GENEVA — The United Nations’ top human rights official accused Myanmar on Monday of carrying out “a textbook example of ethnic cleansing” against Rohingya Muslims, hundreds of thousands of whom have crossed into Bangladesh since late August to escape a military crackdown.

Zeid Ra’ad al-Hussein, the United Nations high commissioner for human rights, said the military’s “brutal” security campaign was in clear violation of international law, and cited what he called refugees’ consistent accounts of widespread extrajudicial killings, rape and other atrocities.

Mr. al-Hussein said the crackdown “resembles a cynical ploy to forcibly transfer large numbers of people without possibility of return,” noting that Myanmar had progressively stripped its Rohingya minority of civil and political rights for decades.

“The situation seems a textbook example of ethnic cleansing,” he said in a keynote address before the United Nations Human Rights Council in Geneva.

 

More than 300,000 Rohingya have fled to Bangladesh since Aug. 25, when armed Rohingya militants attacked police posts and a military base in the western state of Rakhine, which borders Bangladesh. The Myanmar authorities said 15 members of the security forces and 370 militants had been killed in the fighting.

Since then, Rohingya refugees arriving in Bangladesh have told journalists, rights groups and others that soldiers, along with some local residents, had set fire to numerous villages and had butchered Rohingya men, women and children.

Some officials in Myanmar have said that Rohingya had set fire to their own homes and villages. On Monday, Mr. al-Hussein called such accusations a “complete denial of reality” that was damaging the international standing of a leadership that had benefited from considerable good will as the country emerged from decades of military rule.

Mr. al-Hussein’s comments added to mounting international criticism of the military’s actions in Rakhine. Some of it has singled out Daw Aung San Suu Kyi, the de facto leader of the elected civilian government, who was awarded the Nobel Peace Prize in 1991 for her resistance to the military dictatorship. Ms. Aung San Suu Kyi does not control Myanmar’s military, but she has yet to criticize its crackdown on the Rohingya.

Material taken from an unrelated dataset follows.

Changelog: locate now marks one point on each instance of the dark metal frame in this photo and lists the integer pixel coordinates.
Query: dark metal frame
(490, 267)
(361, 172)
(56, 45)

On Friday, the Dalai Lama became the latest Nobel Peace Prize laureate to raise the issue of her silence, following statements from Bishop Desmond Tutu of South Africa and the rights advocate Malala Yousafzai of Pakistan, both of whom called on Ms. Aung San Suu Kyi to take action.

 

The Dalai Lama told journalists in Dharamsala, India, that those who were persecuting Rohingya “should remember Buddha,” a pointed reminder to the Buddhists who make up a majority of Myanmar’s population. Some Buddhist nationalists in Myanmar have campaigned for Muslims to be driven out of the country.

 

The Buddha “would definitely give help to those poor Muslims,” the Dalai Lama said.

On Sunday, leaders who had gathered in Astana, Kazakhstan, for a meeting of the Organization of Islamic Cooperation issued a statement condemning the “systematic brutal acts” against the Rohingya and asked Myanmar to allow a United Nations fact-finding mission into the country to investigate.

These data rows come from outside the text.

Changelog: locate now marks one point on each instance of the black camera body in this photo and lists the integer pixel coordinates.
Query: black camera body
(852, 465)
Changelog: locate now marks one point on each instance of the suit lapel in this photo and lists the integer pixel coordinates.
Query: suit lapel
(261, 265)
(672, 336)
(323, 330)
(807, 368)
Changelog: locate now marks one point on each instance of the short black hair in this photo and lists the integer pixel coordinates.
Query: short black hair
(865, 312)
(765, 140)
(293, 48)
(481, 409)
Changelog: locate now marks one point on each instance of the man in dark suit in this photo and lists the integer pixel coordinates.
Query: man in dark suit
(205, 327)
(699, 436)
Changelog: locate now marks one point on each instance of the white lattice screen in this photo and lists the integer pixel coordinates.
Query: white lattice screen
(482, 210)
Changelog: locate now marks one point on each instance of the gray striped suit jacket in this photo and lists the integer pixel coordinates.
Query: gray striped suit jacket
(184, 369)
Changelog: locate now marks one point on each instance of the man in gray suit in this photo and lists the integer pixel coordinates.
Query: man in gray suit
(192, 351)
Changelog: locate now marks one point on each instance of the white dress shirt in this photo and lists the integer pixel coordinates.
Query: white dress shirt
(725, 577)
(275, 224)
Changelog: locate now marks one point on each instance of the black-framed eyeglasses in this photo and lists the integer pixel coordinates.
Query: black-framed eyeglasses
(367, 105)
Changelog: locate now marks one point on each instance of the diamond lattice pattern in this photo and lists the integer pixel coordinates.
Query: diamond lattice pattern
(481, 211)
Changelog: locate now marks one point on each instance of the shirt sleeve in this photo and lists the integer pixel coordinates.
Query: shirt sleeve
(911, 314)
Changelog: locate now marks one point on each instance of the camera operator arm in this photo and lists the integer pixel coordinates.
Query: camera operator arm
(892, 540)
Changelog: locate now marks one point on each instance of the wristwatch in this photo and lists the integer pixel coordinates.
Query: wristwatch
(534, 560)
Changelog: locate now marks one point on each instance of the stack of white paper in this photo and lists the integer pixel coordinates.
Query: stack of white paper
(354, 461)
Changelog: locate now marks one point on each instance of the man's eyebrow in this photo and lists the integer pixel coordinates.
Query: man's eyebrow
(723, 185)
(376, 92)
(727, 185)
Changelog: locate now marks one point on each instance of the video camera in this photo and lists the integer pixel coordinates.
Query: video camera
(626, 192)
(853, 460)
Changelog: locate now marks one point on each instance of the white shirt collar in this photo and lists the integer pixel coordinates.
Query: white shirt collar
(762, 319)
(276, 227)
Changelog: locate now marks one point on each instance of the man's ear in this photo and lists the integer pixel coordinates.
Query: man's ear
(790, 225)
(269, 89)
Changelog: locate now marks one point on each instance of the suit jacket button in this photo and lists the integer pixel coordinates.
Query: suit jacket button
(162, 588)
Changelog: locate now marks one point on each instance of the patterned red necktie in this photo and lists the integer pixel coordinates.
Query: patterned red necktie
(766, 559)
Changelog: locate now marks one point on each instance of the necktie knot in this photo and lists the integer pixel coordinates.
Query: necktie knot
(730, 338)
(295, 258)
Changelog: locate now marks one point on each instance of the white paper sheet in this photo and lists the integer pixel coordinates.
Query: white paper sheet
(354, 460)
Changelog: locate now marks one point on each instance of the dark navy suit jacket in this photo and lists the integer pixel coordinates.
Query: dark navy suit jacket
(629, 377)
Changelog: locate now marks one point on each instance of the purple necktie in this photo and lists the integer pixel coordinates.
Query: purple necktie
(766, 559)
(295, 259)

That mission was established after an earlier crackdown in Rakhine, in October, also in response to a coordinated attack on security forces by Rohingya militants. Myanmar’s government has refused to cooperate with the mission and has said it will not allow members of the group into the country. The mission is scheduled to report to the United Nations rights council this month.

The Organization of Islamic Cooperation is currently led by President Recep Tayyip Erdogan of Turkey. His wife, Ermine Erdogan, traveled to Bangladesh with a consignment of humanitarian aid last week, urging the government in Dhaka to keep its borders open for Rohingya refugees.

The militant group blamed for the August attacks, the Arakan Rohingya Salvation Army, declared a unilateral, one-month ceasefire on Sunday, citing the need to allow the delivery of humanitarian aid and urging

Myanmar’s military to lay down its arms. The government refused, saying it would not negotiate with terrorists.

In his address on Monday, Mr. al-Hussein said he was appalled by reports that Myanmar’s military has placed mines along the border with Bangladesh. Amnesty International said on Sunday that it had documented “what seems to be targeted use of land mines” by Myanmar’s security forces at crossing points used by refugees.

The rights group said that one civilian near the border had been killed and that three people, including two children, had been seriously injured by mines in the past week.

“This is another low in what is already a horrific situation in Rakhine,” said Tirana Hassan, Amnesty’s crisis response director.